If one slot is empty, the model should return "needs more context" rather than writing anyway. That failure mode is a feature, not a bug.
Enforcing Human Pacing and Deliverability Safety
Writing human-sounding copy is only the first step. Senders must manage delivery pacing to protect account safety.
Omentir handles pacing automatically, restricting campaigns to safe daily limits. For safety quotas, see our guide on pacing LinkedIn outreach campaigns.
Human-sounding copy still creates risk if it is sent like a machine. Review the first batch manually, read the replies, and slow down if people object to relevance. Message quality and pacing work together.
Human Review Rubric
Before approving a batch, score each draft with four yes/no checks. Would I send this from my own profile? Is the referenced signal real? Is the ask easy to answer? Would the prospect understand why I chose them?
If a draft fails any check, edit or reject it. Do not let "mostly fine" messages through at scale. Small awkwardness becomes obvious when 100 prospects receive variations of the same weak pattern.
Iterate Prompts from Real Replies
Prompt improvement should come from replies, not from internal opinions. After each campaign batch, read the positive replies, the objections, and the ignores. Look for language prospects use naturally. That language is usually better than whatever the model invented.
If buyers keep asking "what does this actually do?", your prompt is too abstract. Add a rule requiring one concrete workflow. If buyers reply with "not relevant," your signal or ICP slot is too weak. If buyers say "send it over," your low-friction ask is working and you can test a slightly more specific follow-up.
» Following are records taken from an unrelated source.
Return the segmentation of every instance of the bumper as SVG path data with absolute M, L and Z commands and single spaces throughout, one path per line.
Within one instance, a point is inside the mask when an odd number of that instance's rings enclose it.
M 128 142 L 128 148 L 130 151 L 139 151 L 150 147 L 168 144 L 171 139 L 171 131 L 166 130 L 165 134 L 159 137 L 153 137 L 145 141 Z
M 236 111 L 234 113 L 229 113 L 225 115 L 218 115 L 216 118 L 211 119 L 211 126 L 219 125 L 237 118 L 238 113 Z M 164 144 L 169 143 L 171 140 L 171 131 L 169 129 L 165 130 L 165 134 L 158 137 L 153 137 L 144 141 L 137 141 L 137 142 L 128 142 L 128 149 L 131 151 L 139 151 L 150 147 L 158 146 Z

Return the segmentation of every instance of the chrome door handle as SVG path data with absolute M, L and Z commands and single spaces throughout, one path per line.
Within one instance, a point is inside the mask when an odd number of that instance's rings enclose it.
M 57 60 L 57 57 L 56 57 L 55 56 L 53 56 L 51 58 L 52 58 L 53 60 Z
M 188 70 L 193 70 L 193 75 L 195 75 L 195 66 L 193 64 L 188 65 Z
Save the best human-edited drafts as examples. The next prompt version should include two or three examples of approved style and two examples of rejected style. Models learn the boundary faster when they can see what "good" and "bad" look like in your market.
Update rule: "Use buyer language from replies when available. Prefer words the prospect used over abstract product vocabulary."
For example, if three buyers describe the problem as "list cleanup" but your product profile says "autonomous lead qualification," prompt the model to use "list cleanup" in the opener. Buyer language lowers friction because the prospect does not need to translate your category into their daily workflow.
Keep one final prompt rule at the bottom of every template: "If this sounds like a marketing email, rewrite it as a short note from one operator to another." That single instruction often removes the glossy layer that makes AI outreach feel fake.
SOP: The Prompt Output Audit Checklist
Audit your campaign drafts using these steps:
- Step 1: Run a test batch of 10 drafts using your prompt templates.
- Step 2: Check copy for buzzwords and introductory transitions.
- Step 3: Verify that variable inputs are formatted in standard casing.
- Step 4: Route the approved prompts to Omentir's campaign builder.
- Step 5: Reject any draft that uses a guessed pain as if it were a verified fact.
- Step 6: Save the best human-edited examples and use them to improve the next prompt version.
Omentir automates variable updates, keeping your campaigns personalized and safe. Your job is to keep the prompt honest and the review standard high.
Prioritizing Relevance Over Mass Volume
Outbound campaigns do not require you to choose between quality and scale. By configuring prompt constraints and negative lists, you can write human-sounding copy for every prospect.
Omentir provides the variable management and safety controls to help you build a personalized, sustainable B2B sales pipeline. The best prompt is not the one that sounds clever; it is the one that helps a buyer immediately understand why the message belongs in their inbox.